Consider the following vignette: You are trying to teach a robot to lip read, which is inherently a strictly unimodal task. Technically the robot only needs a camera, as all the information that the robot will have to determine a speaker’s speech will be passed visually. However, some studies have shown that, in some cases, if you equip the robot with ears and eyes during training, it performs better than a robot equipped only with eyes during training, even when the robots only have access to eyes during testing. In other words, in some cases a robot that used to be able to hear will perform better at lip reading than a robot that never was able to hear.

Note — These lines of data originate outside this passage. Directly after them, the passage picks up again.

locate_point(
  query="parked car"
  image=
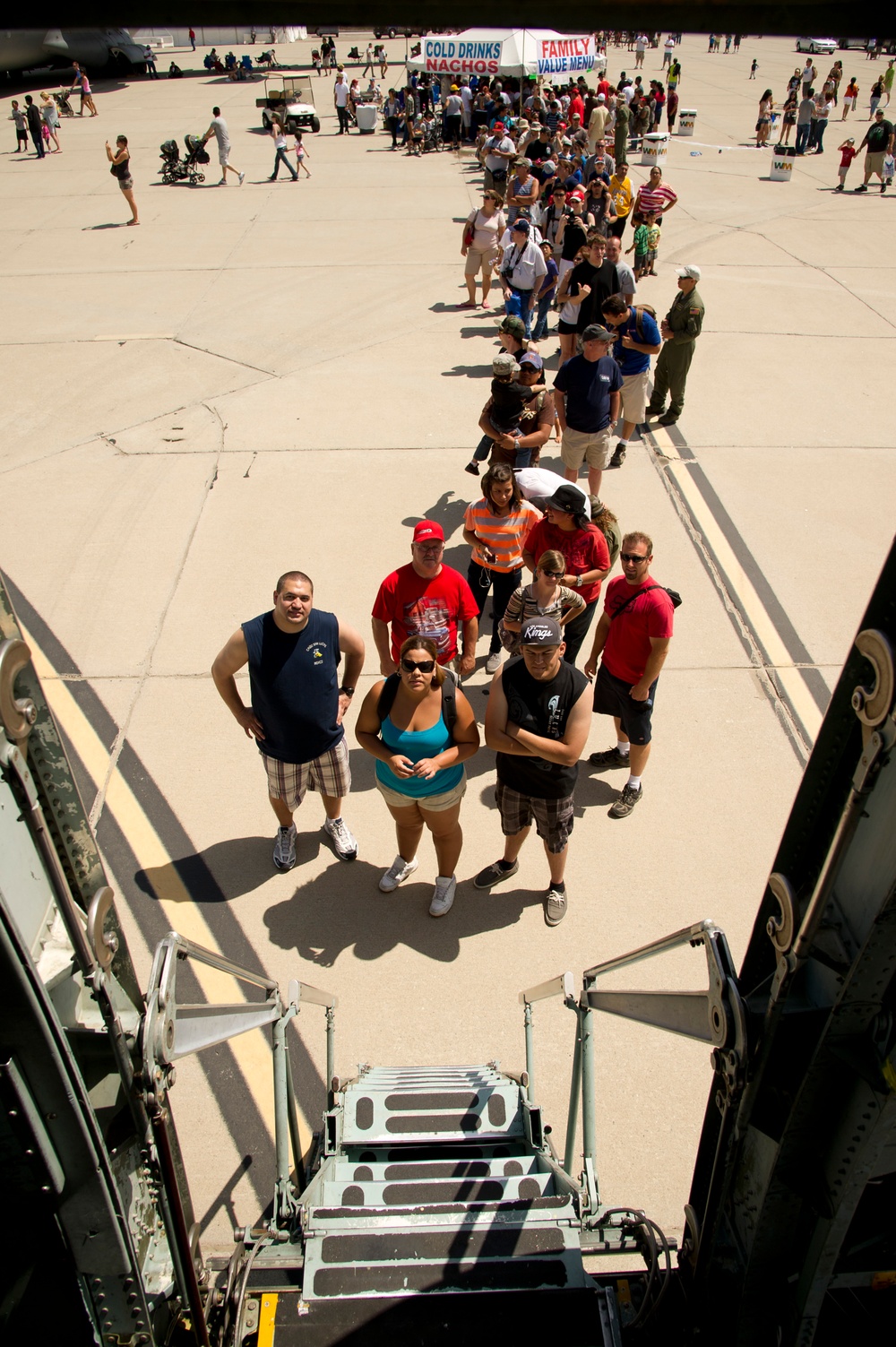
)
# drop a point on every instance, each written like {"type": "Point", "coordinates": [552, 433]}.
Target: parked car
{"type": "Point", "coordinates": [396, 31]}
{"type": "Point", "coordinates": [817, 46]}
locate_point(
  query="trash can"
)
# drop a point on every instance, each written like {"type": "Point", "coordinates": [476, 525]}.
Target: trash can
{"type": "Point", "coordinates": [654, 149]}
{"type": "Point", "coordinates": [783, 160]}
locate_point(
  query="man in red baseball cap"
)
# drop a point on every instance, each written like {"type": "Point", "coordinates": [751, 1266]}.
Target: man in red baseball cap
{"type": "Point", "coordinates": [496, 155]}
{"type": "Point", "coordinates": [426, 599]}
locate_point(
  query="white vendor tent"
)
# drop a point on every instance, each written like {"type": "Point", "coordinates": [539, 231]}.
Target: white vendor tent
{"type": "Point", "coordinates": [508, 51]}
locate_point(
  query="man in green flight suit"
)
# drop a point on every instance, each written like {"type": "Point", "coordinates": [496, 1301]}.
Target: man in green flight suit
{"type": "Point", "coordinates": [681, 327]}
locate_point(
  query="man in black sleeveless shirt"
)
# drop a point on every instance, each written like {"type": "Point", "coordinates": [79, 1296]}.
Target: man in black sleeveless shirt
{"type": "Point", "coordinates": [297, 706]}
{"type": "Point", "coordinates": [538, 721]}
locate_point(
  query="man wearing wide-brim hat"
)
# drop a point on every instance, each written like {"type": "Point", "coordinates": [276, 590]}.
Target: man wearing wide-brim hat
{"type": "Point", "coordinates": [679, 330]}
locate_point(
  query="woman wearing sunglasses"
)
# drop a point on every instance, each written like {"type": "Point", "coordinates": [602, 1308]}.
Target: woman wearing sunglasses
{"type": "Point", "coordinates": [545, 597]}
{"type": "Point", "coordinates": [406, 725]}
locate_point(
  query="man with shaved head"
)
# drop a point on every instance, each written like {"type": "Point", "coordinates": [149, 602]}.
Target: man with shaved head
{"type": "Point", "coordinates": [297, 707]}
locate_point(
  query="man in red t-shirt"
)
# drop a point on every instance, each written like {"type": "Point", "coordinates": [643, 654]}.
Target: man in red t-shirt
{"type": "Point", "coordinates": [426, 599]}
{"type": "Point", "coordinates": [633, 636]}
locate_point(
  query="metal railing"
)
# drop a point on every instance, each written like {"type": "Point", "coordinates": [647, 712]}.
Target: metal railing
{"type": "Point", "coordinates": [714, 1016]}
{"type": "Point", "coordinates": [174, 1031]}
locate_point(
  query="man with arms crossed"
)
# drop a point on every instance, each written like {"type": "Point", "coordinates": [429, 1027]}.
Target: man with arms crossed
{"type": "Point", "coordinates": [633, 637]}
{"type": "Point", "coordinates": [538, 721]}
{"type": "Point", "coordinates": [297, 707]}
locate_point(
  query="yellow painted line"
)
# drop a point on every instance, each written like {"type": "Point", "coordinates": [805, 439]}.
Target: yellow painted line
{"type": "Point", "coordinates": [751, 604]}
{"type": "Point", "coordinates": [267, 1319]}
{"type": "Point", "coordinates": [251, 1049]}
{"type": "Point", "coordinates": [135, 337]}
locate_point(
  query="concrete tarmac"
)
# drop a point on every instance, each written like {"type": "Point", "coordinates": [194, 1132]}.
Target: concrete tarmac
{"type": "Point", "coordinates": [277, 375]}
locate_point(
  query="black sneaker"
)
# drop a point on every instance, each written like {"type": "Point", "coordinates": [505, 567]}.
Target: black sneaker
{"type": "Point", "coordinates": [556, 905]}
{"type": "Point", "coordinates": [627, 802]}
{"type": "Point", "coordinates": [494, 875]}
{"type": "Point", "coordinates": [609, 757]}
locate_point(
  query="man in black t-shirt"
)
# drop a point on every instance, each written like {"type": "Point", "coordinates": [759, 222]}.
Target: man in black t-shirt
{"type": "Point", "coordinates": [879, 142]}
{"type": "Point", "coordinates": [538, 721]}
{"type": "Point", "coordinates": [602, 279]}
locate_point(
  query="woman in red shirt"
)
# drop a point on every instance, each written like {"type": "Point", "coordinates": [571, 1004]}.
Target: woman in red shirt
{"type": "Point", "coordinates": [582, 546]}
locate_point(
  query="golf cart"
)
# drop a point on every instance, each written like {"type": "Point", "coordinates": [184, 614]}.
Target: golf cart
{"type": "Point", "coordinates": [290, 99]}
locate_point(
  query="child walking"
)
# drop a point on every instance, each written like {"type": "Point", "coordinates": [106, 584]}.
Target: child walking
{"type": "Point", "coordinates": [847, 155]}
{"type": "Point", "coordinates": [22, 127]}
{"type": "Point", "coordinates": [301, 154]}
{"type": "Point", "coordinates": [508, 401]}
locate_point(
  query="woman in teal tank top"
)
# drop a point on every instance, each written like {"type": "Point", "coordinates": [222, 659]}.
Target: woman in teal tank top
{"type": "Point", "coordinates": [419, 765]}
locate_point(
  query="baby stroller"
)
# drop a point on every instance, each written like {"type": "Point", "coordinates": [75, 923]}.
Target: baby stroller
{"type": "Point", "coordinates": [176, 168]}
{"type": "Point", "coordinates": [62, 104]}
{"type": "Point", "coordinates": [431, 136]}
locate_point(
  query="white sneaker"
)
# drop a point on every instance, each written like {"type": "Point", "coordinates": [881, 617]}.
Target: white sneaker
{"type": "Point", "coordinates": [398, 873]}
{"type": "Point", "coordinates": [344, 843]}
{"type": "Point", "coordinates": [285, 849]}
{"type": "Point", "coordinates": [442, 896]}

Over winter break, I ran some experiments that indicate that, even when the model is simple linear regression, this benefit of multimodal training still exists! The next step is to understand why this benefit exists, because it is fairly unintuitive. The benefits of analyzing the linear case is that we are able to understand linear transformations much better than nonlinear ones. Furthermore, deep networks are locally linear (they are differentiable after all), so this linear analysis might apply locally to deep networks, too.

Some studies that show this multimodal training effect

  1. Multimodal Deep Learning. This paper talks about the AVSR (Audio Visual Speech Recognition) task, and indicate a deep autoencoder trained on both audio and visual data performs better on a lip-reading task than one trained on only visual data.
  2. Found in Translation: Learning Robust Joint Representations by Cyclic Translations Between Modalities. This model learns a representation for two modalities through translation, so that even when one modality is present, a representation that “captures” the best guess of the information for the other modality could be used to perform the test task.
  3. Visual Word2Vec (vis-w2v): Learning Visually Grounded Word Embeddings Using Abstract Scenes. This model learns the word representations by predicting the coresponding visual features (similar in spirit to the translation method above, although there is no “back-translation” loss in this model). The paper reports benefits to using this model versus word2vec embeddings (which don’t use the visual features) on Common-Sense Assertion and Visual Paraphrasing. Note that neither task has the visual features present at test time.